Since the Stock Exchange of Hong Kong (HKEx) issued its interim guidance on Pre-IPO Investments in October 2010, the market has come to accept that early-day investors in a company preparing for an initial public offering (IPO) cannot expect to see each and every corporate governance and protection rights, however fairly or harshly negotiated, to survive a listing.

The reason for HKEx's guidance is simple: every public shareholder is the same and therefore should expect equal treatment and protection in the company after its IPO. Listing decisions and subsequent guidance letters (mainly GL43-12 and GL44-12) have also consolidated the various requirements and expectations about timing of pre-IPO investments, what count as pre-IPO "special rights" that will not be allowed to continue after IPO, how would HKEx react during an IPO application if it considers a particular pre-IPO shareholder has been conferred "special rights". (See our last update: Pre-IPO Investments: The Dos and Don'ts).

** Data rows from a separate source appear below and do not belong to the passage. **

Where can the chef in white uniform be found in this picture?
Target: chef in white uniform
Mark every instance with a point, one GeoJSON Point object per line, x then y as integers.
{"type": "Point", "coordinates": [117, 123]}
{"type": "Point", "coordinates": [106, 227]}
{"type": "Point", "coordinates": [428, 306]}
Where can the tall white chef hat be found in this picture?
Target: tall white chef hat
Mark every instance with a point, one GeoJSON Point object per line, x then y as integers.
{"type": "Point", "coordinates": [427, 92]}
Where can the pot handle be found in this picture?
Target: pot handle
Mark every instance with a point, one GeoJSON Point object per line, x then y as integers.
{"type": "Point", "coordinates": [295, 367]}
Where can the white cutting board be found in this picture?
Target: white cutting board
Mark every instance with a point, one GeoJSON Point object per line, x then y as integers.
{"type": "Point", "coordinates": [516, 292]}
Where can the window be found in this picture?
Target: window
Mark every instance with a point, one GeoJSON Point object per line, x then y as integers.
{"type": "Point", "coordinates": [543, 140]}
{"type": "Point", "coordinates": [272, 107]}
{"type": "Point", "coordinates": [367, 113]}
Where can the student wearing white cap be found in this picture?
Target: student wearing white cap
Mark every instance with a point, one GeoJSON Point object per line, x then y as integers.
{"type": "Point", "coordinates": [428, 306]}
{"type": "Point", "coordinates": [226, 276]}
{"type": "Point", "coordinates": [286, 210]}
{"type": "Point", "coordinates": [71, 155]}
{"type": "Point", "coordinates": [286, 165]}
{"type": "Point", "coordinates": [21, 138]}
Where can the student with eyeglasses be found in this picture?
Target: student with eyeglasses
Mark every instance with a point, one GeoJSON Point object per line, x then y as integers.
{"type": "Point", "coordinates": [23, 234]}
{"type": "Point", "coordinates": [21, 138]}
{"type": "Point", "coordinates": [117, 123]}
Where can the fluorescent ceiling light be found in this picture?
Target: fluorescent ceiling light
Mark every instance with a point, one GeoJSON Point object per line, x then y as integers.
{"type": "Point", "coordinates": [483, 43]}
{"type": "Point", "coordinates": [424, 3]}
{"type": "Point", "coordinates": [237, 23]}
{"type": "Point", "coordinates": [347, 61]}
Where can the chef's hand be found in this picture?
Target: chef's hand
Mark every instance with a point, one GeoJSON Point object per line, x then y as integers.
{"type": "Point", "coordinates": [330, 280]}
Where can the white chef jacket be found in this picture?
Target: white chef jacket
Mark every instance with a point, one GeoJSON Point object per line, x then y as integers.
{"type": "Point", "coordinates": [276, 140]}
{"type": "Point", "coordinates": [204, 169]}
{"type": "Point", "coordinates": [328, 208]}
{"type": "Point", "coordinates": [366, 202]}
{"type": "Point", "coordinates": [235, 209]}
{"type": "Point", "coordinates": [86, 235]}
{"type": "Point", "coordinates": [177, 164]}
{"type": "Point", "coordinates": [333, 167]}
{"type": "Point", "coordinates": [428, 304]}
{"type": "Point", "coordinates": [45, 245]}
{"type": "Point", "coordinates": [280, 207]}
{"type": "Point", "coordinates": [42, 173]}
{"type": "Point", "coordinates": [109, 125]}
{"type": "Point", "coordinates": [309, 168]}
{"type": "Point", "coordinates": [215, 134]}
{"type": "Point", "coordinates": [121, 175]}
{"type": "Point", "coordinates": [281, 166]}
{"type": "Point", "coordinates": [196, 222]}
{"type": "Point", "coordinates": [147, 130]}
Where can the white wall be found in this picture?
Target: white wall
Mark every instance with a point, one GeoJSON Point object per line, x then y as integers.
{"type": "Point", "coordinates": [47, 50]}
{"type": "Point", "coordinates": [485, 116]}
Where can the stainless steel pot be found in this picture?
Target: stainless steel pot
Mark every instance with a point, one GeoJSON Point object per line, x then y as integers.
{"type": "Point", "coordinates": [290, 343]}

In the latest update to the guidance letter GL43-12, these requirements and expectations are further refined:

  • The "28/120" rule: Pre-IPO investment funding (i.e., the cash) must be irrecoverably settled with the IPO company at least 28 clear days before the listing application (i.e., A1 submission), or the listing (i.e., the IPO) will be postponed to 120 days after settlement of all pre-IPO investments. This is but a slight adjustment to the formerly so-called "28/180" rule, which expects the funding either arrives 28 clear days before A1 submission or 180 days before listing. It is now the "28/120" rule.
  • Divestment Rights must be terminated before A1: It is now clarified that whatever one calls it (put, call, redemption right, repurchase option etc.) so long as an pre-IPO investor is conferred a right to exit or divest his or her investment back to the IPO company or another shareholder (i.e., Divestment Rights), such rights must be terminated (or exercised) before A1 submission. HKEx will simply delay the IPO for another 120 days until these rights are terminated or exercised.

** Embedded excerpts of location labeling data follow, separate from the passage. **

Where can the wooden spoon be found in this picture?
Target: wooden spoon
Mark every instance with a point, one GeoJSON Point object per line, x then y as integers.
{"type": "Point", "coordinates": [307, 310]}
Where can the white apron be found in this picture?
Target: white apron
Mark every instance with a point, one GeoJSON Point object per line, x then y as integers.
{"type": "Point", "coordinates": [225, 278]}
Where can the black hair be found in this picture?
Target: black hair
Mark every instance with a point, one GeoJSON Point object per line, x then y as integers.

    However, HKEx may not insist on termination of such rights (and delaying the IPO) if the Divestment Rights are defined to be exercisable only if an IPO is not taking place. Presumably, redressing pre-IPO investors for IPO execution risk is considered acceptable. Obviously, in such circumstances, HKEx would expect to see very clear defining languages in the relevant agreement to the effect that the Divestment Rights in question will be terminated upon IPO. To avoid any unnecessary delay of the IPO process, pre-A1 consultation with HKEx would be useful if rights of these nature cannot be terminated before A1 submission.

  • "Negative pledges", "reserved matters" no longer acceptable even if they are fair: The previous guidance was that so long as the terms granted by the IPO company are not egregious and are fair, they may be allowed to survive IPO. We have commented earlier that what constitute non-egregious rights remain to be seen. Now, HKEx has clarified this by removing guidance to these effects altogether. That means, "negative pledges", "reserved matters" are no longer acceptable "special rights" even if they are fair. Yet, arrangements between shareholders (as opposed arrangements made with the IPO company as a party) are private arrangements and should remain unaffected by IPO.
  • No more "unwinding": The previous guidance was that unacceptable "special rights" should be "unwound". Instead of seeking to clarify what and how to "unwind" unacceptable "special rights", HKEx’s latest guidance is this: "unwinding" creates confusion and may not be practical to implement; "unwinding" will no longer be accepted as a remedy for unacceptable "special rights", which must be amended or terminated prior to listing under HKEx's guidance.